- Directed by: Barry O'Neil
- Written by: Charles Klein (scenario)
- Based on: play, The Lion and the Mouse, by Charles Klein
- Starring: Ethel Clayton
- Cinematography: Fred Chaston
- Production company: Lubin Manufacturing Company
- Distributed by: General Film Company
- Release date: January 1914;
- Running time: 6 reels
- Country: USA
- Language: Silent...English titles

= The Lion and the Mouse (1914 film) =

1914 film by Barry O'Neil

The Lion and the Mouse is a lost 1914 American silent drama film directed by Barry O'Neil and starring Ethel Clayton. It was produced by the Lubin Manufacturing Company and distributed through the General Film Company. The film was adapted from the 1905 stage production The Lion and the Mouse by English playwright Charles Klein. Unfortunately, the master negative for the screen production was destroyed in the disastrous Lubin vault fire of 1914, along with the bulk of that studio's pre-1914 film collection.

== Plot ==
As described by Motion Picture News:
John Burkett Ryder, a master of finance, has compassed the financial ruin and professional dishonor of Judge Rossmore of the Supreme Court, because of certain adverse decisions he had made against the "Money Trust," which Ryder controls. Shirley Rossmore, the judge's daughter, returning from Europe meets young Jefferson Ryder on shipboard. Neither has any hint of the friction existing between their respective fathers, and the two young people fall in love, although the elder Ryder has other plans for his son.Arriving in America, Shirley learns of her father's disgrace. Having gained from her lover an intimate knowledge of the character and personality of his father, she determines to write a book exposing the workings of the "Money Trust," hoping through it to vindicate her own father's record. Meanwhile Jefferson Ryder is searching everywhere for her.Under the nom de plume of Sarah Green, Shirley's book is published and attracts the attention of Ryder. He invites her to his home to write his biography. Then begins the battle between the Lion and the Mouse.Shirley learns the location of a letter, which, if made public, will clear her father. Jefferson Ryder, who has defied his father's efforts to make him wed another, at last is told by his father that if he will marry Miss Green, who has won the magnate's admiration by her cleverness and fearlessness, and forget Shirley Rossmore, he will forgive him.Hearing that her father is very ill, Shirley, or Miss Green, as she is known in the Ryder household, determines to steal the precious letter. She is discovered by her lover, who aids her in forcing the drawer of his father's desk. Just as they have obtained the document, Ryder enters. He accuses his son of the theft, but Shirley, unwilling to have him bear the blame, declares her identity and announces the purpose with which she had become a member of the Ryder household.She denounces Ryder and refuses to have anything to do with his son, because of her objection to his father. After a night of thought Ryder, who cannot but admire the girl's pluck, consents to eat humble pie and promises to go to Washington to set in motion the machinery which will clear Judge Rossmore's name, if Shirley will only marry his son. The picture ends with an effective "fade-out" showing the marriage reception at Judge Rosemore's Washington home.

==Cast==
- Ethel Clayton – Shirley Rossmore, Sarah Green
- Gaston Bell – Jefferson Ryder
- George Soule Spencer – John Burkett Ryder
- Bartley McCullum – Judge Rossmore
- Robert Dunbar – Trust Lawyer
- Eleanor Barry – Mrs. Rossmore
- Lila Leslie – Mrs. Gordon (*as Lilie Leslie)
- Richard Morris – Ex-Judge Scott
- Carlotta Doti – Mrs. Ryder
- Ruth Bryan – Kate Roberts
- Walter C. Prichard –

== Reception ==
Moving Picture World reviewer Hanford C. Judson gave the film a positive review, stating that "motion picture making as an art most emphatically justifies itself" through the existence of The Lion and the Mouse. Judson also described the film as a "wholesome, human, heart-satisfying picture" and was "made greater than the play."

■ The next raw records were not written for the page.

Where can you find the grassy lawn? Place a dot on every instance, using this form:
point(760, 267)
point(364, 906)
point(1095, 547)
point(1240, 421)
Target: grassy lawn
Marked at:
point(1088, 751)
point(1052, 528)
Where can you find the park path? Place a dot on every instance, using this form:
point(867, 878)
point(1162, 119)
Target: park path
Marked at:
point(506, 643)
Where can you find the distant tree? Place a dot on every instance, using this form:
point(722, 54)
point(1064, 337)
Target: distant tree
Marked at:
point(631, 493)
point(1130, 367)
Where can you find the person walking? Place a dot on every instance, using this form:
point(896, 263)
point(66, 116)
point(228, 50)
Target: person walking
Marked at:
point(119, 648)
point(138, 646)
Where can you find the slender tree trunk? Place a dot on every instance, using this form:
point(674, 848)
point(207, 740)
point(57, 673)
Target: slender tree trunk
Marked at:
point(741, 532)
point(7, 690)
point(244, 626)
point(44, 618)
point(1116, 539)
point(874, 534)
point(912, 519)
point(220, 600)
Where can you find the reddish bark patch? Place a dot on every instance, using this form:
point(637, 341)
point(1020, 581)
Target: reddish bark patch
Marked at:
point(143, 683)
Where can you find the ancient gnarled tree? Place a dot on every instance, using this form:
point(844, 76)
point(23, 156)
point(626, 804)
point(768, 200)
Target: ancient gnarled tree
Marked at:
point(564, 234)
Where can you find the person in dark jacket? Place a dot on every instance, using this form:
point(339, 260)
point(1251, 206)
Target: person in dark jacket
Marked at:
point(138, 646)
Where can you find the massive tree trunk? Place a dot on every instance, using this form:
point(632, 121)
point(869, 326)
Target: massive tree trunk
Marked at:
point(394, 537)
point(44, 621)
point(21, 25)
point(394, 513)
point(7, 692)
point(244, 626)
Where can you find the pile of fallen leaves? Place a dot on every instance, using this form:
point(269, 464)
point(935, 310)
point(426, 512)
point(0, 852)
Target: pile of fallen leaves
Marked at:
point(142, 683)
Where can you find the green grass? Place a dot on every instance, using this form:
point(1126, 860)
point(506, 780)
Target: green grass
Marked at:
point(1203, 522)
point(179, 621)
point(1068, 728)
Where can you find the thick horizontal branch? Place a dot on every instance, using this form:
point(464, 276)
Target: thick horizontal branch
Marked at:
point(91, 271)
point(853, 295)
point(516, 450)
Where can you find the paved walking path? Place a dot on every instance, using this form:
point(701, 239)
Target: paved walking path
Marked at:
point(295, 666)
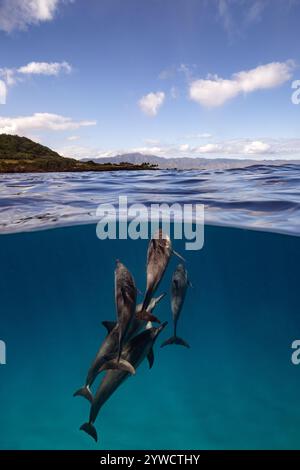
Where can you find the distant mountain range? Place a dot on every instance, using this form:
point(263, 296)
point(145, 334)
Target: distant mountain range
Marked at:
point(186, 163)
point(22, 155)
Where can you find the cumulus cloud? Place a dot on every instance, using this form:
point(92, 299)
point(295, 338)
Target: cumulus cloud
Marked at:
point(10, 77)
point(264, 149)
point(3, 92)
point(215, 91)
point(45, 68)
point(40, 121)
point(151, 103)
point(236, 16)
point(208, 148)
point(19, 14)
point(256, 147)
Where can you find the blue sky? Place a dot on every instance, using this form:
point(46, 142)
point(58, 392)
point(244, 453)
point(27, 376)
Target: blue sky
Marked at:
point(170, 77)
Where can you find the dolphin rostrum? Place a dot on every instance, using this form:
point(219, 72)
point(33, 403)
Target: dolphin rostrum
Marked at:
point(134, 352)
point(180, 283)
point(109, 347)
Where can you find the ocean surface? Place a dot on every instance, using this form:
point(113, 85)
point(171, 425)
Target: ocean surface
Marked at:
point(263, 197)
point(235, 388)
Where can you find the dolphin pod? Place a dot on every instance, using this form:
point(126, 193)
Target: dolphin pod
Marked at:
point(130, 339)
point(135, 351)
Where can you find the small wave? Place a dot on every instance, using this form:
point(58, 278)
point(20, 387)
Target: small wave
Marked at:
point(265, 197)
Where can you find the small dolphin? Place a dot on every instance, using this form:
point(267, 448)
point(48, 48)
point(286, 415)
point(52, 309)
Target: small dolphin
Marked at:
point(179, 287)
point(125, 298)
point(134, 352)
point(109, 347)
point(158, 257)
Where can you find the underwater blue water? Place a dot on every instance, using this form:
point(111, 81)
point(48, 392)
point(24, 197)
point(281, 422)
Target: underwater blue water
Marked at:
point(264, 197)
point(235, 388)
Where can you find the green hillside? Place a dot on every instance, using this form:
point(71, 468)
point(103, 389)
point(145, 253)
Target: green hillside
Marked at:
point(22, 155)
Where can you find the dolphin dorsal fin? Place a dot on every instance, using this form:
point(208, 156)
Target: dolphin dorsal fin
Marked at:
point(109, 325)
point(150, 357)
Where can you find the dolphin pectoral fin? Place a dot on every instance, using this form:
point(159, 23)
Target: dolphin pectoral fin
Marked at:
point(109, 325)
point(175, 340)
point(150, 358)
point(146, 316)
point(178, 255)
point(154, 301)
point(90, 429)
point(122, 364)
point(84, 392)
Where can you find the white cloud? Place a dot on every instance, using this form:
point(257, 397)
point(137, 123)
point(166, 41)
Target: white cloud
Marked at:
point(208, 148)
point(40, 121)
point(15, 75)
point(3, 92)
point(18, 14)
point(256, 147)
point(45, 68)
point(263, 149)
point(215, 91)
point(151, 103)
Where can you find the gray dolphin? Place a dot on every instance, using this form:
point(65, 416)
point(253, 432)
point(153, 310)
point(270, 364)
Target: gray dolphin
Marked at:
point(109, 347)
point(158, 257)
point(125, 298)
point(180, 283)
point(135, 351)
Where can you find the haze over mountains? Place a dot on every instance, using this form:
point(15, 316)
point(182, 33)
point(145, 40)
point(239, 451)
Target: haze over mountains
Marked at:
point(187, 163)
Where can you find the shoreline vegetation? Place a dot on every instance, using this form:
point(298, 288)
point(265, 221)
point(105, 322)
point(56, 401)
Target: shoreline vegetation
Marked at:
point(22, 155)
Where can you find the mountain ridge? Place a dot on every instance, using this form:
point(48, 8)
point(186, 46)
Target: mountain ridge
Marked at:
point(188, 163)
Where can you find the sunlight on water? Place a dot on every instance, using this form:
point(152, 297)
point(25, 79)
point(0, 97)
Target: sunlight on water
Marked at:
point(259, 197)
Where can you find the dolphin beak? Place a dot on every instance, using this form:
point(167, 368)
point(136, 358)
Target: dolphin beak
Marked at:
point(161, 327)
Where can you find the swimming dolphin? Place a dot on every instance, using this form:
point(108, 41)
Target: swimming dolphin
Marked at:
point(135, 351)
point(158, 257)
point(109, 347)
point(125, 298)
point(180, 283)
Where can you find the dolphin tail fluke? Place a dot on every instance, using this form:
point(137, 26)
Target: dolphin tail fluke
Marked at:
point(84, 392)
point(175, 340)
point(120, 364)
point(90, 429)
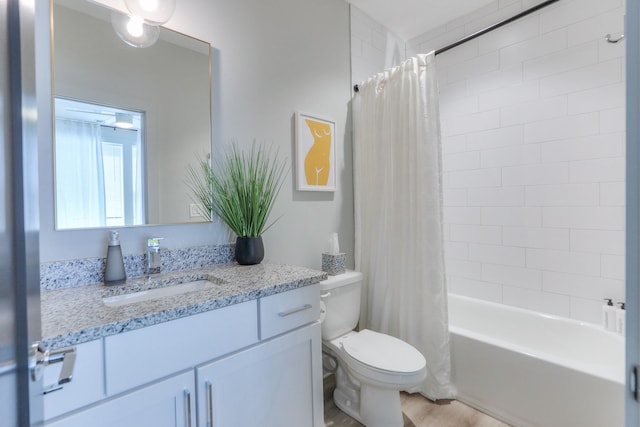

Merritt Crawford of the Motion Picture News also gave a positive review, saying of the adaptation "In many respects, indeed, the motion picture outrivals the original production, and there will be many who, having seen both, will unhesitatingly give their verdict in favor of the screen portrayal of Klein's masterpiece."

Motography also published a very positive review saying that The Lion and the Mouse "excels the stage version" and heaped praise upon the actors.